In this section you are going to define a configuration file that uses two well-knowned scientific Python packages, namely Scikit-Learn and Scikit-Image.

The configuration file config.yaml is as follows (in this example, scikit-image has a higher priority than scikit-learn so scikit-image is first):

packages:
    - name      : scikit-image
      vcs       : git
      url       : https://github.com/scikit-image/scikit-image
      cmd       : pip install --no-index --no-deps -U
      version   : v0.11.0
      hierarchy : patch
      directory : .vclimb

    - name      : scikit-learn
      vcs       : git
      url       : https://github.com/scikit-learn/scikit-learn
      cmd       : pip install --no-index --no-deps -U
      version   : 0.16.0
      hierarchy : patch

run:
    - python test_function.py

It is divided into two sections, namely packages and run:

  • packages: list the different packages, their location (e.g. git repository), how to build them and which git commit or tags will be considered (in hierarchy, as explained below).
  • run: indicate how to test the different packages together to know if one combination is valid. Typically (as in this example), this will be the name of a driver file.

Packages

The packages section list the different packages that will be tested by the run command:
  • name is the name of the package
  • vcs define which type of version control system the package use (i.e. git or svn).
If we want to consider binary packages rather than source one, we can define a package repository (i.e. pypi or conda)
  • url is the address where the package will be cloned or checkout
  • cmd is the command to build the package
  • conda is an optional argument to indicate if the package is managed by conda (True) or pip (False)
  • recipe is the local path where the conda recipe is defined
  • channels is a list of priority channels to consider when installing with conda
  • hierarchy is the strategy use to select the different versions of the package from the vcs.

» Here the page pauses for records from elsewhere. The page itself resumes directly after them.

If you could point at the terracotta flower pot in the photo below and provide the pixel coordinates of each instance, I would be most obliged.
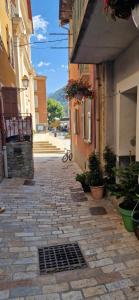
(97, 192)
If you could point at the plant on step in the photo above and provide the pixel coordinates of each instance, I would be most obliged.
(95, 177)
(127, 189)
(128, 179)
(83, 179)
(110, 164)
(120, 8)
(95, 174)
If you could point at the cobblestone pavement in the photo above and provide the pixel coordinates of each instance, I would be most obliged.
(47, 214)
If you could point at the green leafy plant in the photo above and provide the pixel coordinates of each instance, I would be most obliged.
(95, 176)
(83, 179)
(120, 8)
(128, 181)
(110, 164)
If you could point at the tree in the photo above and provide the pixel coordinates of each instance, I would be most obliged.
(55, 110)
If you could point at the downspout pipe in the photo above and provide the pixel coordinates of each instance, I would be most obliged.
(3, 139)
(97, 114)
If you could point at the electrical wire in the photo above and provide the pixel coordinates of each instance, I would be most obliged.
(40, 42)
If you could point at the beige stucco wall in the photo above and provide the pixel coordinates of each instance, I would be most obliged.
(126, 76)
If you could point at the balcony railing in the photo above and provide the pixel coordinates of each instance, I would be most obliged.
(84, 70)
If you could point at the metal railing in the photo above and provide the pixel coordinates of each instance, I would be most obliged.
(16, 128)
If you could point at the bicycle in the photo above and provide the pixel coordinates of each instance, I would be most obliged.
(67, 156)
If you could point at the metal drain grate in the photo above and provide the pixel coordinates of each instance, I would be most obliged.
(29, 182)
(60, 258)
(98, 211)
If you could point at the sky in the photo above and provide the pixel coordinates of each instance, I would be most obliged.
(52, 63)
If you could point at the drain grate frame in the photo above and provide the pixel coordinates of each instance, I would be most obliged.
(29, 182)
(98, 211)
(60, 258)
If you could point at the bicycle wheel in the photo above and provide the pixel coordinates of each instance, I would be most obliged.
(70, 156)
(65, 158)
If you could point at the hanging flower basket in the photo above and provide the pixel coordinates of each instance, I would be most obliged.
(120, 8)
(78, 89)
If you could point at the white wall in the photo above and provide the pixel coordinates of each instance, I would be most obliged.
(126, 76)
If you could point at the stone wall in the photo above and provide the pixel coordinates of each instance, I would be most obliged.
(20, 159)
(1, 160)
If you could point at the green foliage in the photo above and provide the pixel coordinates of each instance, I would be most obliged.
(55, 110)
(95, 175)
(110, 164)
(75, 87)
(83, 179)
(128, 180)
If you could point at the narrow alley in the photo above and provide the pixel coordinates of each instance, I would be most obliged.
(55, 211)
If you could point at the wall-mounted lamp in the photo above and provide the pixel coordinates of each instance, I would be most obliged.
(25, 82)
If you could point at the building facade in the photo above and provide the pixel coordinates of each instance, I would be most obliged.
(40, 103)
(15, 63)
(113, 48)
(82, 116)
(22, 30)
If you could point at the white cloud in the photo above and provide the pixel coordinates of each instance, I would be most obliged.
(64, 67)
(52, 70)
(43, 63)
(40, 37)
(40, 24)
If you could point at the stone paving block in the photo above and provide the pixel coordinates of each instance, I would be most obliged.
(79, 284)
(25, 291)
(100, 263)
(4, 294)
(118, 295)
(74, 295)
(114, 268)
(118, 285)
(94, 291)
(32, 215)
(57, 288)
(44, 297)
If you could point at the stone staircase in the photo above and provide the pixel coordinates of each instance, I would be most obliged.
(46, 147)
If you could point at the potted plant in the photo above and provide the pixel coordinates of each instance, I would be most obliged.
(120, 9)
(135, 214)
(83, 179)
(126, 188)
(95, 177)
(109, 166)
(78, 89)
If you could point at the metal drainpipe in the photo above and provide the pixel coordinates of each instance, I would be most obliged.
(4, 146)
(97, 110)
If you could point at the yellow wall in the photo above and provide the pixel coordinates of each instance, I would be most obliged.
(7, 73)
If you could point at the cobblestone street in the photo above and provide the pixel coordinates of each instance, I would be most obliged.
(49, 213)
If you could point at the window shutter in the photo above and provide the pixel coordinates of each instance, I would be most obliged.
(83, 124)
(89, 120)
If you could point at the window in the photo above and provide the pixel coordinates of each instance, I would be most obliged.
(36, 101)
(76, 121)
(86, 120)
(35, 85)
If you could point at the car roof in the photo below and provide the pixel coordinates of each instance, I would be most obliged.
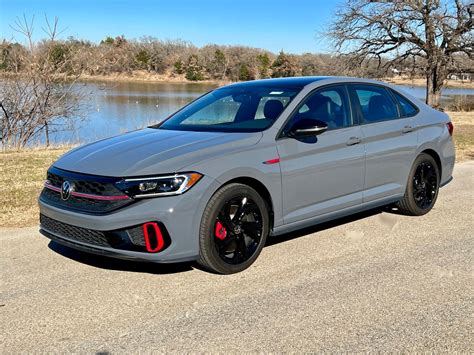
(299, 81)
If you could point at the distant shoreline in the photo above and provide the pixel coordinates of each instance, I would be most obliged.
(421, 82)
(141, 76)
(145, 77)
(151, 78)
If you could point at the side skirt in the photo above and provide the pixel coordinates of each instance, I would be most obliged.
(286, 228)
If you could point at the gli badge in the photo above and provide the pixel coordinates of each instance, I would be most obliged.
(66, 190)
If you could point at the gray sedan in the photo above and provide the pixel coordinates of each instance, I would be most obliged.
(246, 161)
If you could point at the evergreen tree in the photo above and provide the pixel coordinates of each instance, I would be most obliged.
(284, 66)
(194, 70)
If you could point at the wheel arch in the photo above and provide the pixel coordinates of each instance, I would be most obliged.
(436, 157)
(261, 189)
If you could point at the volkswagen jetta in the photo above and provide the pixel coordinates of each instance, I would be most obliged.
(246, 161)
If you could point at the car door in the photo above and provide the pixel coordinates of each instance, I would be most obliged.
(325, 173)
(389, 139)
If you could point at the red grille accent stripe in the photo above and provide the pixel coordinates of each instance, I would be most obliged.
(89, 196)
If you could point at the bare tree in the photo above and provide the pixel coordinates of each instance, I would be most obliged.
(38, 99)
(431, 30)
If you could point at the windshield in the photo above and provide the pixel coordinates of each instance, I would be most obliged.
(232, 109)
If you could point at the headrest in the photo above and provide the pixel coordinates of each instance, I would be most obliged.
(272, 109)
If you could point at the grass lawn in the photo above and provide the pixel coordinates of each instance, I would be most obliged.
(23, 173)
(21, 181)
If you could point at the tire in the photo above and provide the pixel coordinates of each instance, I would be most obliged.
(233, 208)
(423, 183)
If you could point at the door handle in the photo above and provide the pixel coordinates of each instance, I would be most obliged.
(407, 129)
(353, 141)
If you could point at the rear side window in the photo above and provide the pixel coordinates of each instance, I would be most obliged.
(407, 108)
(376, 103)
(329, 105)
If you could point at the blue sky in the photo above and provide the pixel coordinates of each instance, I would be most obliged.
(291, 25)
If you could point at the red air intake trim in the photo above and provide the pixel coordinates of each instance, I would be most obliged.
(154, 241)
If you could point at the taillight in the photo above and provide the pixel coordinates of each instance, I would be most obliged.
(450, 128)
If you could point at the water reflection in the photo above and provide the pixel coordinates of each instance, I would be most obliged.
(116, 108)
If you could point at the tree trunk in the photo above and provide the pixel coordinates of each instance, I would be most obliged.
(46, 134)
(434, 84)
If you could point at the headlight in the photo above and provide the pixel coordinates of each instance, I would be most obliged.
(158, 186)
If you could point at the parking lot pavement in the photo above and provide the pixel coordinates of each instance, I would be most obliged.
(378, 281)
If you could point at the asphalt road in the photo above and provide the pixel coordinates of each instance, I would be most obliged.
(378, 281)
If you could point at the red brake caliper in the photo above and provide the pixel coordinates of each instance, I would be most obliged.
(220, 232)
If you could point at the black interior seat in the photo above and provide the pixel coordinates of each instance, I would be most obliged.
(379, 109)
(273, 109)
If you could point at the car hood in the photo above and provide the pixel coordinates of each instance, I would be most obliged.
(152, 151)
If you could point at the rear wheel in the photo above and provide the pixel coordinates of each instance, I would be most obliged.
(422, 187)
(234, 229)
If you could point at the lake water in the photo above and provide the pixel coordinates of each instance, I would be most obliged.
(116, 108)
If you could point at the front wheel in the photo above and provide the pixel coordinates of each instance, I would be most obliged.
(234, 228)
(422, 187)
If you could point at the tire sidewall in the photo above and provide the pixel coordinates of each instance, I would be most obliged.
(410, 188)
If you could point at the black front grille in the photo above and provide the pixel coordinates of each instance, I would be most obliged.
(79, 234)
(85, 184)
(117, 239)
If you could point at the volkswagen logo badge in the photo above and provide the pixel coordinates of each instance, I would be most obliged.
(66, 189)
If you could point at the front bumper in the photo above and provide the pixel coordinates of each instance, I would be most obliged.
(181, 215)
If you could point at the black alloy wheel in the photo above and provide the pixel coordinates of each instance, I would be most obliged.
(425, 184)
(422, 187)
(234, 229)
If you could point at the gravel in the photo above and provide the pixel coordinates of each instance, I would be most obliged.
(377, 281)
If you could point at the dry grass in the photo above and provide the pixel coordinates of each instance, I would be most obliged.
(23, 173)
(463, 134)
(422, 82)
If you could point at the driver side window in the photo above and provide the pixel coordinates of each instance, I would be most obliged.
(329, 105)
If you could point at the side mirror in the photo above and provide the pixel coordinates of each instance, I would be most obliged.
(307, 128)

If hierarchy is major, minor, or patch, the versions of the tags will be selected for that indentation level and higher. Otherwise, (commit) all the commits of the origin or master branch will be tested by VersionClimber. In this example, because minor packages are of the form x.y, VersionClimber will take the most recent patch associated with each x.y. So, if a package is identified as 5.4.3 and there is no higher patch number among the patches that begin with 5.4, then VersionClimber will select 5.4.3.

Run command in config.yaml

This is the script (usually) after run: in that file

This script (test_function.py) extract HOG features of each digits of the MNIST database of handwritten digits using scikit-image and train a Linear SVM classifier to recognise hand-written digits.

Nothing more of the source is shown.